The opening 10 days of racing has been a game of hide-and-seek, survival, and luck. Three stages across the Pyrénées provided a preview of what lies ahead, but we still don’t know who is capable of winning the 2016 Tour.

Team Sky’s Chris Froome boldly took the yellow jersey in a daring downhill attack; is that because he’s afraid of Quintana, and is desperate to take time? Quintana didn’t attack on Sunday in the first major summit finale; was that because he couldn’t? These doubts and ambiguities should be settled very soon indeed.

Just 23 seconds separate the two top favorites, setting the stage for a rematch on the flanks of Mont Ventoux on Thursday ahead of a brutal string of climbs in the Alps.

Who holds the advantage so far? It all depends on who you ask.
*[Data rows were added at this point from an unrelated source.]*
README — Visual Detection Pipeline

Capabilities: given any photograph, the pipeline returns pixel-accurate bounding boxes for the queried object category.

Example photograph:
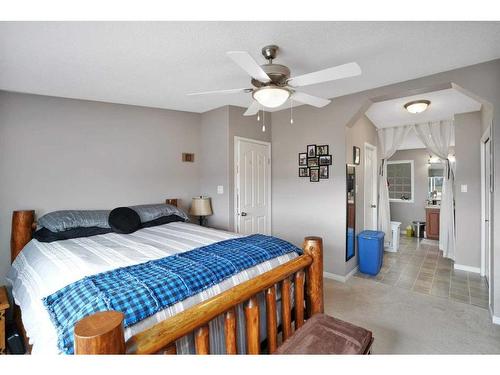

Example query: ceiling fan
[188,45,361,116]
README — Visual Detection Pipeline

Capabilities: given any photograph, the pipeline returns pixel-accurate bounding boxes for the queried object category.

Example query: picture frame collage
[299,145,333,182]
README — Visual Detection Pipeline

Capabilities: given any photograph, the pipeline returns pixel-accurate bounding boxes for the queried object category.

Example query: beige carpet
[325,277,500,354]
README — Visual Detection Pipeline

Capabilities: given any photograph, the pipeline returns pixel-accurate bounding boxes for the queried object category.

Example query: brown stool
[276,314,373,354]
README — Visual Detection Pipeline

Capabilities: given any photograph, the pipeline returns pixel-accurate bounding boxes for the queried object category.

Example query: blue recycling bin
[358,230,384,276]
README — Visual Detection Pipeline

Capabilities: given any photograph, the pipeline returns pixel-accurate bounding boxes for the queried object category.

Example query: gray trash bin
[412,220,425,238]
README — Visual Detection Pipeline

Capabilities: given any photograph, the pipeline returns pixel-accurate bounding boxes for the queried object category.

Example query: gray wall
[198,106,230,230]
[345,116,378,273]
[389,148,429,230]
[272,60,500,317]
[199,106,271,230]
[228,106,272,230]
[272,97,358,275]
[0,92,200,283]
[455,112,482,268]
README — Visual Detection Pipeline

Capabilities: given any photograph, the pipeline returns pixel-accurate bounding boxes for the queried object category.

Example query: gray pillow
[130,204,189,223]
[37,210,110,232]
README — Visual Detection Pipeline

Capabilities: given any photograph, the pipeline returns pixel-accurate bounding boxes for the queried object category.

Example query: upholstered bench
[276,314,373,354]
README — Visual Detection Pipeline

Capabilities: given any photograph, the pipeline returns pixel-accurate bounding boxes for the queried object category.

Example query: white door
[481,131,492,289]
[234,137,271,234]
[363,143,377,230]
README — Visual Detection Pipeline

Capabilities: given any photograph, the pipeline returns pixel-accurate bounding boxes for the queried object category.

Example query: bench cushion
[276,314,372,354]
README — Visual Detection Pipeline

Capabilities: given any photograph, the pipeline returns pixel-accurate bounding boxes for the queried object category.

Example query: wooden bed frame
[11,199,323,354]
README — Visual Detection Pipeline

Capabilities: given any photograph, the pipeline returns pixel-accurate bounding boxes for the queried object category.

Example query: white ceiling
[366,88,481,128]
[365,88,481,150]
[0,22,500,112]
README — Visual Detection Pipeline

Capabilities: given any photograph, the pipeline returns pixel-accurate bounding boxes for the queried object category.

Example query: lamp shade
[189,197,213,216]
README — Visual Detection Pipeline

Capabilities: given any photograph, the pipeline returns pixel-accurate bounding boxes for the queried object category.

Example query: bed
[8,200,323,354]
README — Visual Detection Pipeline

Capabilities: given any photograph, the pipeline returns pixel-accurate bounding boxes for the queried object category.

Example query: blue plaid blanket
[43,234,302,354]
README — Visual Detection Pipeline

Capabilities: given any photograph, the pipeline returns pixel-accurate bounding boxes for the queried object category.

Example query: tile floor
[354,236,488,309]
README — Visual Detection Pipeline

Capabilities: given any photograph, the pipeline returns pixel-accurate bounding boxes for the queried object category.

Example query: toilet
[384,221,401,253]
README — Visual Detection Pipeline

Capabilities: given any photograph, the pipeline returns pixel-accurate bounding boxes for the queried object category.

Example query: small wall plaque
[182,152,194,163]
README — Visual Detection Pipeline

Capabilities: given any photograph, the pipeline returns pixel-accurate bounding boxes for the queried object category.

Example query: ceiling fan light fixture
[252,86,290,108]
[404,100,431,114]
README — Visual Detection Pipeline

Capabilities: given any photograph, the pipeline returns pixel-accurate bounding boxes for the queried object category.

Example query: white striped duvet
[7,222,297,354]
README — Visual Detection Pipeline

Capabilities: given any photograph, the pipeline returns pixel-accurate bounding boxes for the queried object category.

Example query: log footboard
[75,237,324,354]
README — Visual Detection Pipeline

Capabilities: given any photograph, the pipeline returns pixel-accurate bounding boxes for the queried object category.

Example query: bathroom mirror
[345,164,356,262]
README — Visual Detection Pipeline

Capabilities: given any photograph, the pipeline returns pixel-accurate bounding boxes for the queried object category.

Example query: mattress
[7,222,297,354]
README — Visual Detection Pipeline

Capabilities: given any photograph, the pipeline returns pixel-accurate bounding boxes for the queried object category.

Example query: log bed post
[10,210,35,263]
[303,237,324,317]
[75,311,125,354]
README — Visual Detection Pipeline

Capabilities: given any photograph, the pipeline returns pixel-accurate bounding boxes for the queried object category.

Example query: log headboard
[10,198,179,263]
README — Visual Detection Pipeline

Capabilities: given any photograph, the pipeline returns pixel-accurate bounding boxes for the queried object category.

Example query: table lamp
[189,196,213,225]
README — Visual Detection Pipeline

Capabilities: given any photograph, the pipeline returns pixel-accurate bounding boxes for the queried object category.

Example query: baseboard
[491,315,500,325]
[453,263,481,274]
[323,271,346,283]
[345,266,359,281]
[323,266,358,283]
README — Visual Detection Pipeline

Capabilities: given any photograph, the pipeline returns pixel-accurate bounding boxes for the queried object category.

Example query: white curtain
[415,121,455,260]
[377,125,411,241]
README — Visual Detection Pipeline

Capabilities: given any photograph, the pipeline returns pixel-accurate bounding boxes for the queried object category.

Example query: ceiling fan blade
[243,100,260,116]
[288,63,361,87]
[186,89,252,96]
[227,51,271,82]
[292,91,331,108]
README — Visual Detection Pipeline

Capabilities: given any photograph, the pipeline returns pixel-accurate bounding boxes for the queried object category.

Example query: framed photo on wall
[319,155,332,165]
[299,152,307,167]
[309,168,319,182]
[307,158,319,168]
[319,165,328,180]
[316,145,328,156]
[299,167,309,177]
[352,146,361,165]
[307,145,316,158]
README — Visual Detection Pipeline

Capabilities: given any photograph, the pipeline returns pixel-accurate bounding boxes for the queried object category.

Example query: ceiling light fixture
[404,100,431,114]
[252,86,290,108]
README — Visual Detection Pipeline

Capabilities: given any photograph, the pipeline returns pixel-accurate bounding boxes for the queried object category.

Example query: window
[387,160,414,203]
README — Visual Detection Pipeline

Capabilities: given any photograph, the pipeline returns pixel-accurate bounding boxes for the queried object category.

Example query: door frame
[233,136,273,234]
[363,142,378,230]
[480,126,493,284]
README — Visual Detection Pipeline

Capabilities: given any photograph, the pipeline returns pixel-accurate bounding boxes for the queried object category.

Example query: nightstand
[0,286,10,354]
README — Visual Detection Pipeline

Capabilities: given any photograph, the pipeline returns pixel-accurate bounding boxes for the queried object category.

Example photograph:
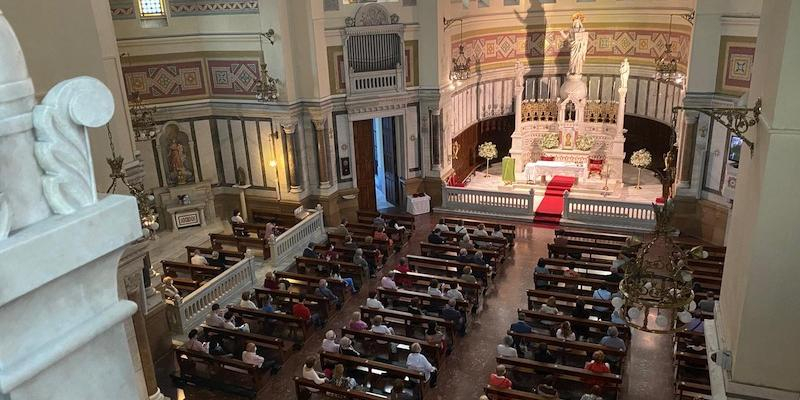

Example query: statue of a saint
[559,13,589,75]
[169,139,186,175]
[619,57,631,89]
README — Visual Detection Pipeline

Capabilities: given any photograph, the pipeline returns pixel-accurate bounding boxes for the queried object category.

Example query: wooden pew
[161,260,222,282]
[419,242,502,268]
[275,271,350,302]
[208,233,270,259]
[294,376,386,400]
[186,246,245,266]
[175,348,267,397]
[255,287,334,319]
[319,352,427,400]
[519,310,631,342]
[483,385,553,400]
[342,327,444,369]
[294,257,369,287]
[357,210,416,231]
[228,306,310,343]
[406,255,492,287]
[496,357,622,398]
[360,306,458,345]
[507,331,626,369]
[200,324,286,365]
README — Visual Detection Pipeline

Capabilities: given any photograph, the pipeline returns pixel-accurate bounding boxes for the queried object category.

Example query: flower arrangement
[575,135,594,151]
[478,142,497,176]
[540,132,559,149]
[631,149,653,189]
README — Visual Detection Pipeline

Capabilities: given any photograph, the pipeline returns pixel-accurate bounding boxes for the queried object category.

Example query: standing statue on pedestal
[619,57,631,89]
[559,12,589,75]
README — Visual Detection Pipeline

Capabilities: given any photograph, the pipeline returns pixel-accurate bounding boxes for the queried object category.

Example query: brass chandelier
[443,18,472,82]
[253,29,280,103]
[128,91,158,142]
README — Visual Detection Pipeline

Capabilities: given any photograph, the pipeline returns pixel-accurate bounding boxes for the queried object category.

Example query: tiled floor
[158,214,672,400]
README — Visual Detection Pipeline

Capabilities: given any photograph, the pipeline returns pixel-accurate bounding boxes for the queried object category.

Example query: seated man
[314,279,342,310]
[428,228,445,244]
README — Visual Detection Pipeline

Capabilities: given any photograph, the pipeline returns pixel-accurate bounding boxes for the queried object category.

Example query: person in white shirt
[556,321,575,342]
[161,276,181,302]
[366,292,383,310]
[192,250,208,265]
[206,303,225,328]
[239,291,258,309]
[231,208,244,224]
[303,356,325,392]
[322,330,339,353]
[183,329,208,354]
[433,218,450,232]
[242,342,264,368]
[406,343,437,388]
[444,284,464,301]
[497,335,519,357]
[381,271,397,290]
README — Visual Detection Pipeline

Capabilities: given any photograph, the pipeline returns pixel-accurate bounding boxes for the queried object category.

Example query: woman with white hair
[406,343,437,388]
[322,330,339,353]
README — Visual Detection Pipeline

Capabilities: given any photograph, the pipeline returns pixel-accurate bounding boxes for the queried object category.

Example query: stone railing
[561,191,656,232]
[348,67,405,94]
[167,257,256,335]
[441,186,533,218]
[266,205,327,270]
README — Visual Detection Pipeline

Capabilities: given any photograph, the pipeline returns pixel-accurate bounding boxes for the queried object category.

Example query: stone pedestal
[0,195,142,400]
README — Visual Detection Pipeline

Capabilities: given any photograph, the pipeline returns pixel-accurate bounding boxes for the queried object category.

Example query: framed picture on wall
[342,157,350,176]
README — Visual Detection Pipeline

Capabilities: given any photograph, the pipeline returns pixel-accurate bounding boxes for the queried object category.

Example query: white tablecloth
[406,194,431,215]
[524,161,588,181]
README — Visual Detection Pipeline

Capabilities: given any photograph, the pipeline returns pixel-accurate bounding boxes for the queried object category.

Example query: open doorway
[353,117,400,210]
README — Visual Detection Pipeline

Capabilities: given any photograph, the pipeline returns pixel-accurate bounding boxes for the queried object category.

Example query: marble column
[705,0,800,399]
[281,119,303,193]
[311,118,332,189]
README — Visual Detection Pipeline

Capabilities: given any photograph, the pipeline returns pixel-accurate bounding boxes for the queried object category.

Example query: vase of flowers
[541,132,558,149]
[631,149,653,189]
[478,142,497,176]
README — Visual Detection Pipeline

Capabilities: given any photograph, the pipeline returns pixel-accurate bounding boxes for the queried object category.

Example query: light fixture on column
[653,11,694,85]
[128,91,158,142]
[253,28,280,103]
[442,18,472,82]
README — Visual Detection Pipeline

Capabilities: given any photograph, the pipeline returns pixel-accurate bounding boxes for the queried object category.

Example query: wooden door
[353,119,376,210]
[381,117,400,206]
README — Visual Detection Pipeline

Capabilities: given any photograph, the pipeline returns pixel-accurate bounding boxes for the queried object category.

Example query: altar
[523,160,588,183]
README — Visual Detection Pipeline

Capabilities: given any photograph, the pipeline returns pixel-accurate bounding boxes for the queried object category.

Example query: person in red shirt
[583,350,611,386]
[489,364,512,389]
[292,294,325,327]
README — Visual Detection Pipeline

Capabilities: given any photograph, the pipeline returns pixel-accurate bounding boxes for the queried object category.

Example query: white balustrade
[442,186,533,217]
[561,191,656,231]
[267,205,327,270]
[167,257,256,335]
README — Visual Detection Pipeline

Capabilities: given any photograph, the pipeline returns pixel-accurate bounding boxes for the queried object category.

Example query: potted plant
[478,142,497,176]
[631,149,653,189]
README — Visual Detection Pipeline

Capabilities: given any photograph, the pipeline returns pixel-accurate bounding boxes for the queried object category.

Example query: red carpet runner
[533,176,575,228]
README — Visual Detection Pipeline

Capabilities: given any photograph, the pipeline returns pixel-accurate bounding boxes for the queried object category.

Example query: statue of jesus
[559,13,589,75]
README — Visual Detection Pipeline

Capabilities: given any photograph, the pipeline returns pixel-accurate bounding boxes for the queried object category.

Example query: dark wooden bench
[208,233,270,259]
[186,246,245,266]
[174,348,268,397]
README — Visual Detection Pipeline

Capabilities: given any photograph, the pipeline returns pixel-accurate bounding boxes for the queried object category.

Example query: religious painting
[717,36,756,95]
[159,123,195,186]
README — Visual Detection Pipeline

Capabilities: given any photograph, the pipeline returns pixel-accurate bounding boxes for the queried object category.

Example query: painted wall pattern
[122,59,260,103]
[451,26,690,70]
[109,0,258,19]
[207,60,261,96]
[716,36,756,95]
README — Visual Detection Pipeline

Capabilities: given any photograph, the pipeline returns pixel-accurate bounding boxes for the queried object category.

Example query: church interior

“It is a really good place to be,” Froome said of having the yellow jersey. “Tactically, and for the morale of the team, it’s very good. It puts the shoe on the other foot. It’s up to other teams now to try to gain back time that they have lost already.”

Movistar, too, has reason to be optimistic. Some have questioned why Quintana never tried to attack Froome on Arcalis Sunday, but this time last year after rolling out of the Pyrénées, Quintana was already 3:09 behind Froome. Just 23 seconds is considered a victory inside the Movistar bus.

“We’ve never been so close to Froome at this point of the race,” said Movistar sport director Chente García. “The team is working well, and Nairo is very motivated for the rest of the Tour.”

So far, it’s been hard to tell who really has the best form. Arcalis provided some telling hints, with Richie Porte (BMC Racing), Dan Martin (Etixx – Quick-Step), and Adam Yates (Orica – BikeExchange) animating the race with intense attacks that kept both Froome and Quintana on their toes.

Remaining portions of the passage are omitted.